I had made a post about that a few months ago on Facebook, about how rapidly even just the internet went from a novelty to ubiquity, how access speeds went from painfully slow to lightning fast, and how it is going to affect our kids with essentially NEVER being without connectivity to nearly the sum total of human knowledge(and cat pictures) unless its by CHOICE. Just that alone is HUGE...and yet is amazingly recent!

I'm skeptical on that...fundamental extremism has been growing more and more prevalent over the last 35 years, helped along in no small part by our own bright boys in government thinking that we could play one against the other with no long term consequences, and we've seen how well that works out. What works best for curbing that is prosperity, but we've seen that fade even in the US, and around the world. A few places are truly growing in actual prosperity, but not many, and that's an ominous thing.
I really hope I'm wrong about this last one...

Date: 2014-08-02 03:29 pm (UTC)
From: [identity profile] name-omitted.livejournal.com
I have a flashbulb memory of the first time I saw Netscape. Growing up in Alaska, I was running Lynx, my father had been using the internet for work since the late 80's My first account was in late '89 early '91, and I had, of course, been on a BBS, but I had always imagined the internet to be peripheral to society. Very helpful for those who had a need to deal with the frustrating interface. Then I went to College, and saw Netscape Browser 1.22 coming down a T1 directly to that computer lab, and I realized that communications in Alaska was about to change. Now there was a GUI that was going to make the internet no longer too annoying for use, and everything would be available to rural geeks like me.

I, obviously, had no idea... Now, we really need to think about how the ready access to knowledge should affect education. A lot has changed since we went through the system, but on a fundamental level, we are still changing and tinkering with a Victorian idea of what an educated subject of the Empire should know and do, knowing that most of the subjects won't have easy access to the libraries of London.


The argument regarding fundamental extremism is as follows;

1) It is rooted in a social thing that uses religion, not a religious thing that uses society. This is important, as it suggests religion will change with society. I agree with this premise. I think that as society evolves, Islam will make more of the fact that women had the right to hold property in ancient Baghdad, long before the same could be said in the West (keeping in mind that in the 80's, it was still hard for a woman to get a business loan without her husband in the United States).

2) Much of the conservatism as we see it is a structural protection of men's role in society.

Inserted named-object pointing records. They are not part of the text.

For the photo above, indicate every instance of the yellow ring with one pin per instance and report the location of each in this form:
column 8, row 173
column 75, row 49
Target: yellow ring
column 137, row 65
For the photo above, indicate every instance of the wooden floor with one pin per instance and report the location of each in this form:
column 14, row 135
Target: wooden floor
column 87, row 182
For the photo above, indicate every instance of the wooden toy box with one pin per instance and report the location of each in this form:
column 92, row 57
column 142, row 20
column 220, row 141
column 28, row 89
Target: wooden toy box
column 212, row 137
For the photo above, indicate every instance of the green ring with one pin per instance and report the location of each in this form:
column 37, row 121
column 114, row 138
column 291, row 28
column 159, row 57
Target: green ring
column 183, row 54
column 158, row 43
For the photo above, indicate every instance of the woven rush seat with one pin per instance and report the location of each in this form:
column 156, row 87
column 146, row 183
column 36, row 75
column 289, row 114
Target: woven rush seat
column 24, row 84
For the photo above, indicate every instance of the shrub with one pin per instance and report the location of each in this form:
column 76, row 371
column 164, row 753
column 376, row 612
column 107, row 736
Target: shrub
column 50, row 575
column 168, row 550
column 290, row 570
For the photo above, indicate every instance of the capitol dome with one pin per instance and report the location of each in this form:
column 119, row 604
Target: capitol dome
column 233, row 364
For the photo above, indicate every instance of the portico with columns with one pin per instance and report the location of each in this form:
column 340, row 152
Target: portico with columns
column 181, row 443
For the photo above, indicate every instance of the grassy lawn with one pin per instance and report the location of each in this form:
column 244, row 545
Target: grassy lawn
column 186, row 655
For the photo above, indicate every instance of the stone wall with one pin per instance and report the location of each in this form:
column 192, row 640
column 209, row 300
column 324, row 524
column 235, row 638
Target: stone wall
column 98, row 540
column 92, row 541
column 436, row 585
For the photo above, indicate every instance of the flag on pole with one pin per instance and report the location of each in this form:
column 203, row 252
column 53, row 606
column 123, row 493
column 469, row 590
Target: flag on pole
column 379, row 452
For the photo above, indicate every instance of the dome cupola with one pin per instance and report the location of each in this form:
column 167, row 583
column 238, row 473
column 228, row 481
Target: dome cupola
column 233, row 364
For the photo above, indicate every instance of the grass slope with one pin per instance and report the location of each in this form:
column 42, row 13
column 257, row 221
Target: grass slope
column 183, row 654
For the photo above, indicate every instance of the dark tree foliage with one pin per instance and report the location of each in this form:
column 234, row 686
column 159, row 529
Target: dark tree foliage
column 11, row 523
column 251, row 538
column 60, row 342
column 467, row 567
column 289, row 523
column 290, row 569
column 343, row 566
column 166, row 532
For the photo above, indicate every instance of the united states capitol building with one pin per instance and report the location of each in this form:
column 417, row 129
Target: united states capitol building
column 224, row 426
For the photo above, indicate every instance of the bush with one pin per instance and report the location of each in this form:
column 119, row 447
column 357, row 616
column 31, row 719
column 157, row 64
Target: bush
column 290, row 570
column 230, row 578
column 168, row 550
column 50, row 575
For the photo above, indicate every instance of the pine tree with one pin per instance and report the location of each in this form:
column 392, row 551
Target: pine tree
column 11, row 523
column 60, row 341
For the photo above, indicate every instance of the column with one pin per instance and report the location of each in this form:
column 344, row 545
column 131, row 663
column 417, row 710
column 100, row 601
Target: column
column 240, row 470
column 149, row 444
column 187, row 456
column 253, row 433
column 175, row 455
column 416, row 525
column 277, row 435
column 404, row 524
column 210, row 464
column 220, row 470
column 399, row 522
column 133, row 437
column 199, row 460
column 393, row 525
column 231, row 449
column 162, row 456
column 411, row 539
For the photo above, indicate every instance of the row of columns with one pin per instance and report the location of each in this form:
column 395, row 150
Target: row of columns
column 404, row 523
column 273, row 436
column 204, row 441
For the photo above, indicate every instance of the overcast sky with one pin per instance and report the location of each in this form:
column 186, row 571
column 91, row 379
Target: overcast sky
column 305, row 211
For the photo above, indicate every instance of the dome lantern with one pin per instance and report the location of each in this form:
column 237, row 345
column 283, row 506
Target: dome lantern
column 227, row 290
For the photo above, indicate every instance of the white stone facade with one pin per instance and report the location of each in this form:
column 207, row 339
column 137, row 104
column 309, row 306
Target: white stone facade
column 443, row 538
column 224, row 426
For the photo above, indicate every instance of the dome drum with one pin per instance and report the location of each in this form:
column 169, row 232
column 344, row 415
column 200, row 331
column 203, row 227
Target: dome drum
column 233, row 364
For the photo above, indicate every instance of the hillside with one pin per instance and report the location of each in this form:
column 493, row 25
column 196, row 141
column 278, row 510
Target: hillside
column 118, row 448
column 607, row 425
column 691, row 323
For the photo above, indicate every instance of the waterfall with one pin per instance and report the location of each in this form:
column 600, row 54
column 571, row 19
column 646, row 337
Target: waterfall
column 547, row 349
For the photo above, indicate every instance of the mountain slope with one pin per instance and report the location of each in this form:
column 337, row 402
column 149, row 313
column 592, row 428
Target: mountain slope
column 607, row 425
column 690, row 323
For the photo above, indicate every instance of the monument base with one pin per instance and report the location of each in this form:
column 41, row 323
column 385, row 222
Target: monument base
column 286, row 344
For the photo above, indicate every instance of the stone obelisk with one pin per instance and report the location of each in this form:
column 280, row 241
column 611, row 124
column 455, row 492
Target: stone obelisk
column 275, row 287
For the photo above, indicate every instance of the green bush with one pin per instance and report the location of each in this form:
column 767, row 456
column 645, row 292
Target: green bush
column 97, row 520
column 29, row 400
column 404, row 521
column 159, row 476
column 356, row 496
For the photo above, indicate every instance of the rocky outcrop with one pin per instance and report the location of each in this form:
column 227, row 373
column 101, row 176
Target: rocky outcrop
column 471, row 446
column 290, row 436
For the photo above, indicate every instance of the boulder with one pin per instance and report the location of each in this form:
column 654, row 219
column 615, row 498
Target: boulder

You can see this in what happens to the role of women when an agency like ISIS takes over a region.

3) Feminism is a forgone demographic conclusion. When women started having babies at 16 and raised them until they died, there was work for them to do within society. Now, assuming the woman is the primary caregiver, if she has 2 kids, 2 years apart, and is their primary caregiver until 18, that is 20 years, or less than a quarter of her expected life.

As birth rates drop, the conservative role for a woman becomes less and less defendable. Feminism, the argument goes, is a forgone conclusion as women have more "free time" within their lifetimes. Conservative ideology becomes harder to defend in society, and since society is using religion to preserve conservative ideology, as that changes, so too will the use of religious imagery and fundamentalism.